Mental Health

Forecasting Our Emotions

By Staff Reporter | Update Date: Jan 26, 2012 04:03 PM EST

How will you feel if you fail that test? Awful, really awful, you say. Then you fail the test and, yes, you feel bad-but not as bad as you thought you would. This pattern holds for most people, research shows. The takeaway message: People are lousy at predicting their emotions. "Psychology has focused on how we mess up and how stupid we are," says University of Texas Austin psychologist Samuel D. Gosling. But Gosling and colleague Michael Tyler Mathieu suspected that researchers were missing part of the story.  So the two reanalyzed the raw data from 11 studies of "affective forecasting" and arrived at a less damning conclusion: "We're not as hopeless as an initial reading of the literature might lead you to think," says Gosling. The study is published in Psychological Science, a journal of the Association for Psychological Science.

If you look at it in absolute terms, says Gosling, it's true. Take a group of people, ask them to make an emotional prediction, and on average they will get it wrong. "But there's also a relative way of looking at it," he explains. You thought you're going to feel really, really awful when you saw that red F on the top of the paper-and you ended up feeling only awful. I guessed I'd feel moderately bummed and, after flunking, felt only mildly so. You forecast you'd feel worse than I forecast I was going to feel-and relative to each other, we were both right.

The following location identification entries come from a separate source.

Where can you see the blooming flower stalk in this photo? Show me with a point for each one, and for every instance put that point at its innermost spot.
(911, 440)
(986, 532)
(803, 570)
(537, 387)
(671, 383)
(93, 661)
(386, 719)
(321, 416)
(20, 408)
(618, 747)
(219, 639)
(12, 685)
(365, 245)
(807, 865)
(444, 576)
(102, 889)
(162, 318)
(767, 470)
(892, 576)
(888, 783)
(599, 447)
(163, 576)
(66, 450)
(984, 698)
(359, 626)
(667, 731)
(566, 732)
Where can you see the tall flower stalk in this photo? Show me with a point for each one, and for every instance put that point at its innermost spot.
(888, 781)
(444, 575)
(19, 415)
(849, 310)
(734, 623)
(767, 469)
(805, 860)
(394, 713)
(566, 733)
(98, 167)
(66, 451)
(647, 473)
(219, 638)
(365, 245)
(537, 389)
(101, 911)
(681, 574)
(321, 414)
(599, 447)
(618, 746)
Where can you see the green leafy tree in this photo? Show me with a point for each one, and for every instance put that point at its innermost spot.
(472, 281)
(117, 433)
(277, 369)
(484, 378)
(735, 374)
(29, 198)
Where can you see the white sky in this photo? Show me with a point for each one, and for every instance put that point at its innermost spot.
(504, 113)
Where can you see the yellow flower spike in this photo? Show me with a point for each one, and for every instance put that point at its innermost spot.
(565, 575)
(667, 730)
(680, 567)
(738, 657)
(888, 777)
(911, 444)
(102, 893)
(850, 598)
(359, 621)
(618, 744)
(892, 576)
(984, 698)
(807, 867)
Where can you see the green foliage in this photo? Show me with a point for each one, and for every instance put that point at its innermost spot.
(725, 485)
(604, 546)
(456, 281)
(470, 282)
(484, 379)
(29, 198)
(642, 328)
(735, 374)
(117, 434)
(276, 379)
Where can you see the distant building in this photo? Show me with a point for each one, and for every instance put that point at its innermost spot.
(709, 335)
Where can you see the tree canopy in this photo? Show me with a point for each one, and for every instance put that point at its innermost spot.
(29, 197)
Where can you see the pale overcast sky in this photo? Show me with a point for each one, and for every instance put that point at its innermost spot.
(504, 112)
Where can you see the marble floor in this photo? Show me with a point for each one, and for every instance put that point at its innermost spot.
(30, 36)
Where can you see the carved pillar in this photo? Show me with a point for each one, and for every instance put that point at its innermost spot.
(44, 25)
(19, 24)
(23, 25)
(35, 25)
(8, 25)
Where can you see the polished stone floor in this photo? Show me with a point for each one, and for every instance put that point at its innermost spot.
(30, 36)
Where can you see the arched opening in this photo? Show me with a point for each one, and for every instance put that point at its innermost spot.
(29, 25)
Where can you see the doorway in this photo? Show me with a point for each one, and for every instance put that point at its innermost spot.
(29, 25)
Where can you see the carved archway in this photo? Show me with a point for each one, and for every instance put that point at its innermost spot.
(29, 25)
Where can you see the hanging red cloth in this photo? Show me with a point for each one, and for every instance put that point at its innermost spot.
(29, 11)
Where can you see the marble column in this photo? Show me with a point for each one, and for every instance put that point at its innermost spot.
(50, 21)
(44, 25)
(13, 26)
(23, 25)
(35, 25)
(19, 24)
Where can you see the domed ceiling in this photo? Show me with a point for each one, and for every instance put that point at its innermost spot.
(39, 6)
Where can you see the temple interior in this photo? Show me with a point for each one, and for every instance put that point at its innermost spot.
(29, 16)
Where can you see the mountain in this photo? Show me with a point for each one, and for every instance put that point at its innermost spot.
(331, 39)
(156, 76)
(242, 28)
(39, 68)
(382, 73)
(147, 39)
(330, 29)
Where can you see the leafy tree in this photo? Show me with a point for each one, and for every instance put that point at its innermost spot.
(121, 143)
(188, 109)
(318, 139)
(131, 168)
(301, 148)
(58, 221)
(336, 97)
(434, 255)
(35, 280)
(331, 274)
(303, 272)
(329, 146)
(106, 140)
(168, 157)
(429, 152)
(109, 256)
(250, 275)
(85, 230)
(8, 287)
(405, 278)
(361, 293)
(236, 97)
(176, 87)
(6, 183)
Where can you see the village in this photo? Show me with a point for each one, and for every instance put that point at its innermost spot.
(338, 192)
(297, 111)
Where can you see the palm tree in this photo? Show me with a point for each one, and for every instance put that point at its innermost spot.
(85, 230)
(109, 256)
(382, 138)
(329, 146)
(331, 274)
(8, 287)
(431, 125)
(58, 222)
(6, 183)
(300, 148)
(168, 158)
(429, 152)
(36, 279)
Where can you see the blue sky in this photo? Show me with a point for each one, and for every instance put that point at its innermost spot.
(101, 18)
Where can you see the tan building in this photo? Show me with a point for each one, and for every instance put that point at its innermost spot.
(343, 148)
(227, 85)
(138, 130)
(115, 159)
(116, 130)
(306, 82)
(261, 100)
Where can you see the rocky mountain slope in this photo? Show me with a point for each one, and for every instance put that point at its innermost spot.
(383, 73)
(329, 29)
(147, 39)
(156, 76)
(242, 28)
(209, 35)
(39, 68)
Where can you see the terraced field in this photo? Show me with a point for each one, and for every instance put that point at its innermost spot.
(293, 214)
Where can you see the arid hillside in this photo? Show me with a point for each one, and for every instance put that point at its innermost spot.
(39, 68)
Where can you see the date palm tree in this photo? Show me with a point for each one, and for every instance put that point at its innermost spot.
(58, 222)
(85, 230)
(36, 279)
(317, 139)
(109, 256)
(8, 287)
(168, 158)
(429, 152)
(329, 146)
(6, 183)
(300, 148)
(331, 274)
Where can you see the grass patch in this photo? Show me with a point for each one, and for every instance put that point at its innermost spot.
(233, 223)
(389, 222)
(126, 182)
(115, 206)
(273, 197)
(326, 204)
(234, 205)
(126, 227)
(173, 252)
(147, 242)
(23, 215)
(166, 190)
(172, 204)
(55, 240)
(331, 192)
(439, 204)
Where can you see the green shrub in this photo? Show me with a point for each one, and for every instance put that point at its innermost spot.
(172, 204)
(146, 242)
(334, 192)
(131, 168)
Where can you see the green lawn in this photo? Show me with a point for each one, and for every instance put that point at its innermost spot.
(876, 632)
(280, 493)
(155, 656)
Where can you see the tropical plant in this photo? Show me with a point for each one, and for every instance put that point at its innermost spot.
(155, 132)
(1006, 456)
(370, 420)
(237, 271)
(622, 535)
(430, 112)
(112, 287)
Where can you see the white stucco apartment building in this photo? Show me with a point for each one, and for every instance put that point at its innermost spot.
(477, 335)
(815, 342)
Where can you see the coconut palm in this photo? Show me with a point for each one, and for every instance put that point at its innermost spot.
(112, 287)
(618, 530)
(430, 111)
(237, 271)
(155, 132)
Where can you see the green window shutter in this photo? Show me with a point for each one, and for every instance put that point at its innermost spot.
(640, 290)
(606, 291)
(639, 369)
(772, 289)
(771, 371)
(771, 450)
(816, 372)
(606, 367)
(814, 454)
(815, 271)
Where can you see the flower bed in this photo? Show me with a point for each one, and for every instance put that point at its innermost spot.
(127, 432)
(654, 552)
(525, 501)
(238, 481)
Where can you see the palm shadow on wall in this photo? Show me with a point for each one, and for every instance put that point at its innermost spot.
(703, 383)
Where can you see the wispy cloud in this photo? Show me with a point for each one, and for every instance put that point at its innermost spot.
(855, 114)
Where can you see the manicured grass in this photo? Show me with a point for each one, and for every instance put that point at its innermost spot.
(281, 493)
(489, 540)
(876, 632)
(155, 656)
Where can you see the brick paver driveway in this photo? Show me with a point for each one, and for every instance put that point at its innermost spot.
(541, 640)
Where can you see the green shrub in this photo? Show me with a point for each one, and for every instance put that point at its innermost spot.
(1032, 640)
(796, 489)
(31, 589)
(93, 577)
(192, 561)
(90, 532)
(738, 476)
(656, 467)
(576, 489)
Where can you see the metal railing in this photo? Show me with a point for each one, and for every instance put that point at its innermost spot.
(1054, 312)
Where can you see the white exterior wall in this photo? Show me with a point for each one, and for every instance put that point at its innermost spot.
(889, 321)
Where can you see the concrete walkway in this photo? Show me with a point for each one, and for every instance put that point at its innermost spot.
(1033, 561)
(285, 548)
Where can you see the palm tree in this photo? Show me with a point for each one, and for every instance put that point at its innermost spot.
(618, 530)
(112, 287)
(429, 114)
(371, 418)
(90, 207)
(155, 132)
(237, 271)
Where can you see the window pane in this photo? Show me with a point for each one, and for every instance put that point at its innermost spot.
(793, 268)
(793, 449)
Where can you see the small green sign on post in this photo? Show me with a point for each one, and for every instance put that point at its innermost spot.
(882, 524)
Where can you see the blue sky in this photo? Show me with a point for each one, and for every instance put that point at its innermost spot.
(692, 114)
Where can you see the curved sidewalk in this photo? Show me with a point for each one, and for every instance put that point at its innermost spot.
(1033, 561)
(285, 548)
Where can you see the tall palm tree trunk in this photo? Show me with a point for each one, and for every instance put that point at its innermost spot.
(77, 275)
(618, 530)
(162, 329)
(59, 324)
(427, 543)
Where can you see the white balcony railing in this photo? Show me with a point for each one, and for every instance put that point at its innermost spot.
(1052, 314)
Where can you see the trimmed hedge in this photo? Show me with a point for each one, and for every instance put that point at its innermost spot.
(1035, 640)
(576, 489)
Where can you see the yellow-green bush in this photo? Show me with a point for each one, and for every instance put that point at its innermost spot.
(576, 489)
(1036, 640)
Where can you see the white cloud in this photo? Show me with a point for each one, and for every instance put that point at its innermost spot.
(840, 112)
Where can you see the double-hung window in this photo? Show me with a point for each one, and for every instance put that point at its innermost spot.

The authors combed through the literature with two criteria in mind: the study had to be "within-subject," meaning the same person did the forecasting and reported the later feeling; and the two reports had to be about the same event. They ended up analyzing the raw data of 11 articles, comprising 16 studies and 1,074 participants.  The results: Indexing relative affective forecasting-that is, looking at individuals and their positions in the group-we're better predictors than if you measure only the average absolute accuracy.

One way of thinking about it is not objectively better than the other, says Gosling. But relative accuracy might be useful in ryeal life. His example: An HIV clinic has learned that its clients are generally less upset than they thought they'd be at receiving a positive HIV test. But rather than throw counselors at clients at random, the clinic might serve people better if they know in advance who is going to have the worst time of it, and prepare those people for possible bad news.

"The story here is not, 'are we bad forecasters or aren't we?' For me, the story is that past literature says we're bad at this. And in truth we are bad at it in some ways, but not in others." The central finding: "It's complicated."